Presque le dernier d’une fratrie de quatre sœurs et deux frères, il a aimé son enfance à la campagne. Contrairement à l’école, où il a toujours des problèmes avec les profs et la discipline. Sans doute le prix à payer pour sa franchise. Au moment de choisir un métier, l’évidence de la conduite s’impose : « J’ai toujours voulu, même quand j’étais tout petit ! » Un camionneur lui montre alors toutes les ficelles du métier. « Depuis lors, je suis sur la route ! « Depuis lors, je suis sur la route… depuis bientôt 40 ans ! » Il transporte des marchandises en camion dans toute l’Europe, puis conduit les bus de voyage Marti en Espagne et en Italie du Sud dans la région du Gargano. Il s’était inscrit sur une liste pour travailler un jour aux GFM qui deviendront les Transports publics fribourgeois (TPF). La même semaine, à 40 ans, alors qu’il était sans nouvelles depuis des années, il doit choisir entre les grands voyages (Moscou, Scandinavie) avec Marti ou les transports publics. Il hésite mais opte pour GFM. « Aujourd’hui, je suis très content de mon choix. »
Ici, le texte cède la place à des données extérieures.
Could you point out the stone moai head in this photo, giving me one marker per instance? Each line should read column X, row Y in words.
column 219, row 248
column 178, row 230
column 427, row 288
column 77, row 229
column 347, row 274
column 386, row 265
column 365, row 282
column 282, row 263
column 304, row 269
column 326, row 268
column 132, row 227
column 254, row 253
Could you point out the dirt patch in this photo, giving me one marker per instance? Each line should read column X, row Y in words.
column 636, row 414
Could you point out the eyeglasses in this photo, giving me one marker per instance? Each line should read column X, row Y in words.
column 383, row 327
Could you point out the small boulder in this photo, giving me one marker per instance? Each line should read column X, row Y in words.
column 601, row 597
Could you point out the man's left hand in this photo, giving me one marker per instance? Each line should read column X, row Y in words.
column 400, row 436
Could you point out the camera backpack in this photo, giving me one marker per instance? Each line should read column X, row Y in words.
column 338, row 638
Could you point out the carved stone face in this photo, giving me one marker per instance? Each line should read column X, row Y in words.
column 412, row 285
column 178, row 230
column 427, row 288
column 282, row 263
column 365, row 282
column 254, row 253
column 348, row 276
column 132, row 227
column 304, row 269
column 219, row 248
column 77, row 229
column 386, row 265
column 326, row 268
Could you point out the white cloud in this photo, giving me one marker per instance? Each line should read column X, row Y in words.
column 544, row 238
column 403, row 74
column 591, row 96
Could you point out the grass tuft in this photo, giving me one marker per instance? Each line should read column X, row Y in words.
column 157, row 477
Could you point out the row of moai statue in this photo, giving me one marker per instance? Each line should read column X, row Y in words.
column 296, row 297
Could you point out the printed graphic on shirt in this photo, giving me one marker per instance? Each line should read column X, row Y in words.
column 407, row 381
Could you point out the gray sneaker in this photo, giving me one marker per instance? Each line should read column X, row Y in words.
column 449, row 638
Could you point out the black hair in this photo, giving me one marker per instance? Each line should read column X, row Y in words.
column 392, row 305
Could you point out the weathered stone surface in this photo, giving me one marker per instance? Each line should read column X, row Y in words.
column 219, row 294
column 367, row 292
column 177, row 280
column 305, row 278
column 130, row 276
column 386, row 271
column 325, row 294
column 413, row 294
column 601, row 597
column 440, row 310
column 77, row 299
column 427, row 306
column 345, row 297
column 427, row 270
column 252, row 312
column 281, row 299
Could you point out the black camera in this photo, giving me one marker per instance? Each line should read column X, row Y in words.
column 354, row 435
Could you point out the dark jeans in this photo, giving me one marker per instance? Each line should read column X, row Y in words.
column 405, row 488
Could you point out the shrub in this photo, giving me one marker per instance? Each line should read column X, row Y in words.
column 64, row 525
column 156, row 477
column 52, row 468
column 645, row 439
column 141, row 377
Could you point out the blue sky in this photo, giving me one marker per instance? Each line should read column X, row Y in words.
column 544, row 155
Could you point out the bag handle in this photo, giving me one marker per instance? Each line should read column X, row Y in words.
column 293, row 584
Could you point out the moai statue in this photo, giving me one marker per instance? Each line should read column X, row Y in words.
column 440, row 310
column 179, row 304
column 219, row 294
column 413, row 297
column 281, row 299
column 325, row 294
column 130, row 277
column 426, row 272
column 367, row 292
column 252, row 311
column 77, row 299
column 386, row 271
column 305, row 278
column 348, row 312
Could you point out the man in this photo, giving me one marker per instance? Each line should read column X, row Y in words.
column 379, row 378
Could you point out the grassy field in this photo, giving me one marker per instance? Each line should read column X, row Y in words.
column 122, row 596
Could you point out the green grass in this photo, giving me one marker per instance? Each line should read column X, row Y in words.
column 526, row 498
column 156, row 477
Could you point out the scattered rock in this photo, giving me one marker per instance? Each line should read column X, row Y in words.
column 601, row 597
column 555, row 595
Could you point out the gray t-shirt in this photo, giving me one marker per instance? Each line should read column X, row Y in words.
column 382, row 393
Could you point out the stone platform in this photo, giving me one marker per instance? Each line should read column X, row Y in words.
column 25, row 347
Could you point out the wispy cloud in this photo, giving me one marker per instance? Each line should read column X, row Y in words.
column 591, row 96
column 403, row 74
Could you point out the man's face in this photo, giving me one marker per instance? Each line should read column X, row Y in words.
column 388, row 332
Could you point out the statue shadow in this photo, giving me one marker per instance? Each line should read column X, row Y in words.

Le jour où je le suis sur la route, il accompagne un jeune chauffeur dans la campagne fribourgeoise. Cela fait déjà quelque temps qu’il s’est formé comme accompagnateur, ce qu’il pratique maintenant plus que chauffeur. « C’est un plaisir de former ces jeunes. C’est tellement important qu’ils soient bien formés. Ils ont beaucoup moins de stress après sur la route. » Il donne des conseils. Chaque tournée a ses spécialités : des virages à prendre large, des arrêts non signalés ou des chemins sans panneaux qui se ressemblent les uns les autres.

Fritz dit pour plaisanter. « J’ai trois jobs : chauffeur, accompagnateur et syndicaliste ». Ce n’est pas tout à-fait faux. Il a été pendant quatre ans président de la section « Régional » avant de devenir président de la section SEV-TPF au moment de la fusion, il y a quatre ans. Il va pouvoir encore négocier la CCT. Il est confiant pour la suite. Il y a beaucoup de jeunes au comité. Son but, c’est qu’il n’y ait plus de tours de service au-delà des 10 heures d’amplitude. Cela prendra encore un peu de temps. « Ces prochaines années, il nous manquera des chauffeurs. Alors il faut de bonnes conditions de travail ».

Un des arguments pour être au syndicat ? « C’est la CCT, par solidarité. Et la protection juridique. Les conditions de travail que nous avons, c’est le syndicat qui les a négociées. Cela fonctionne très bien parmi les chauffeurs avec pratiquement 85 % des collègues syndiqués. Ce très bon taux de syndicalisation, c’est un travail collectif et pas seulement du comité, souligne-t-il. Le cercle de celles et ceux qui parlent du syndicat et recrutent est très large. Tout le monde se sent impliqué. »

Pour se détendre, il écoute un bon Status Quo ou regarde une course de F1 avec Alonso. En dehors des marches à la montagne, comme à Grindelwald, son grand plaisir ce sont les voyages avec sa compagne, son ancienne coiffeuse. Fidèle, il retourne volontiers dans le sud de l’Italie (Salento et Calabre) et le nord de l’Espagne (Asturies). Il est fan de l’Afrique. Afrique du Sud et Tanzanie notamment. « J’ai beaucoup appris là-bas. » Un rêve l’attend encore au Botswana et ses grands espaces en Land Rover. Et en vacances… il conduit en camping-car. « Je suis sauvage, je vais où je veux ! Un jour, Christian Fankhauser m’a dit : ‹ Je ne te comprends pas du tout : tu roules toute l’année, tu pars en vacances et tu roules encore ! › Mais conduire, c’est ma passion ! » conclut-il.